El resultado: muy divertido y original. Situaciones jocosas que generan los primeros encuentros amorosos, diálogos con chicha en torno al “toma y daca” del amor (y del sexo) y dos actores tan atractivos como solventes, a los que los acompañan otros ocho magníficos intérpretes italianos que se erigen como un perfecto complemento.
Yo me reí un montón. También el resto de la bastante llena sala. No es la panacea, pero sí un buen ejemplo de entretenida comedia.

“Lo que aprendí de mi pingüino” / «The penguin lessons». (Dir: Peter Cattaneo):
A “Lo que me enseñó mi pingüino” voy porque me atrajo la trama al visionar su tráiler. Y eso es lo que más me gusta. La historia, basada en un caso real, la de un profesor inglés que, en pleno golpe de Estado del 76 en Argentina, encontrará en un viaje a Uruguay un pingüino del que, por diferentes motivos, no se podrá separar. Una historia que es, insisto, real y de lo más alucinante. Y te llega, ya que, gracias al animal, el profesor cambiará su huraña y un tanto negativa manera de ser y estar en la vida. Es una cinta de esas que te llegan al corazón y de las que es imposible no sentirse atraído del todo.
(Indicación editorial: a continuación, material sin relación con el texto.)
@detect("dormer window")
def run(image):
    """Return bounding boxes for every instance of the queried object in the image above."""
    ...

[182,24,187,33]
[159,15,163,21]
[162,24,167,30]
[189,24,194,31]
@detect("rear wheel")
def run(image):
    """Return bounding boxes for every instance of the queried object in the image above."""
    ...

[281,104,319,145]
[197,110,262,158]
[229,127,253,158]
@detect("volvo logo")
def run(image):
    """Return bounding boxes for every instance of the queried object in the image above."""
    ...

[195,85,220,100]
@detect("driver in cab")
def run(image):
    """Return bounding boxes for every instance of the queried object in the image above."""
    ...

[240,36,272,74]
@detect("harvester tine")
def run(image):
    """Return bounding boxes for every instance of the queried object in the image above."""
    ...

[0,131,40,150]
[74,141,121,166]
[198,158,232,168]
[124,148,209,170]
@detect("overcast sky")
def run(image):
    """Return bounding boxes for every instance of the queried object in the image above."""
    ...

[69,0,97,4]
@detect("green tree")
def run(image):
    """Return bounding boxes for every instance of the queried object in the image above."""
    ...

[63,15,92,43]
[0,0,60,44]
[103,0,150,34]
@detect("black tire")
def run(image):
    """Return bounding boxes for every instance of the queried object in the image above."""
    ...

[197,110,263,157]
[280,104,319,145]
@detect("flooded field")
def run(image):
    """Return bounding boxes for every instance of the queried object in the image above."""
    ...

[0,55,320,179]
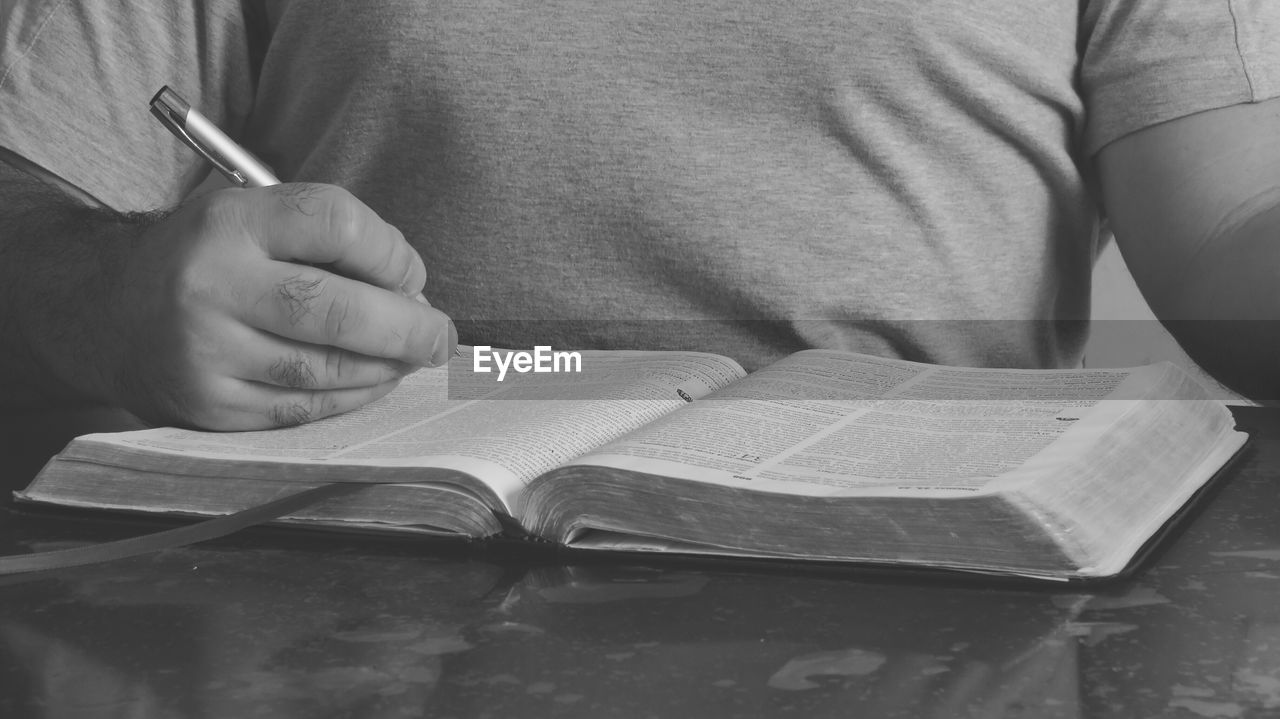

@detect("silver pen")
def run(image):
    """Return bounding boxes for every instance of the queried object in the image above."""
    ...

[151,84,280,187]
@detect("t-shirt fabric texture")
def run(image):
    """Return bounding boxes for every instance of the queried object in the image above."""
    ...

[0,0,1280,367]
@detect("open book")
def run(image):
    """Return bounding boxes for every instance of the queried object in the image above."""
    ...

[17,348,1245,580]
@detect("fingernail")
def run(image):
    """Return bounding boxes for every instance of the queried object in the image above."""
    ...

[431,322,456,367]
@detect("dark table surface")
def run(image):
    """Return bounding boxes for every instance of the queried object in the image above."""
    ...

[0,408,1280,719]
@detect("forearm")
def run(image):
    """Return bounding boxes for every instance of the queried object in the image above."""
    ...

[0,160,158,408]
[1139,197,1280,400]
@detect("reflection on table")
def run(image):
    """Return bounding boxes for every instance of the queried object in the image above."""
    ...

[0,411,1280,718]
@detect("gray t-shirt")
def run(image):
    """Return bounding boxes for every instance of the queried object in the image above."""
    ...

[0,0,1280,367]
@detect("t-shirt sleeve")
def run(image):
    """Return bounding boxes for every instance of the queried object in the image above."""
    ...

[0,0,253,211]
[1079,0,1280,155]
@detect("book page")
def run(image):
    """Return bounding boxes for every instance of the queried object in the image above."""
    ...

[558,352,1164,496]
[70,352,745,507]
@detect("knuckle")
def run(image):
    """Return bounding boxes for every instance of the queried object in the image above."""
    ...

Eso sí, la película no me convence. Su manera de trasladar una sinopsis tan jugosa a la pantalla me resulta un tanto anodina y acartonada. Un poco artificiosa y descafeinada. La mezcla de idiomas no acaba de funcionar. Tampoco su descompensado reparto plural. Todo parece un poco de cartón piedra. Una pena, porque la historia daba para tan enorme película. Me entretiene y flipo con la historia. Poco más.
Pues lo dicho, a la espera de Amenábar y su visión de Cervantes, poco más que contar. Se os quiere, mis «hoymevoyalcinemaniacos».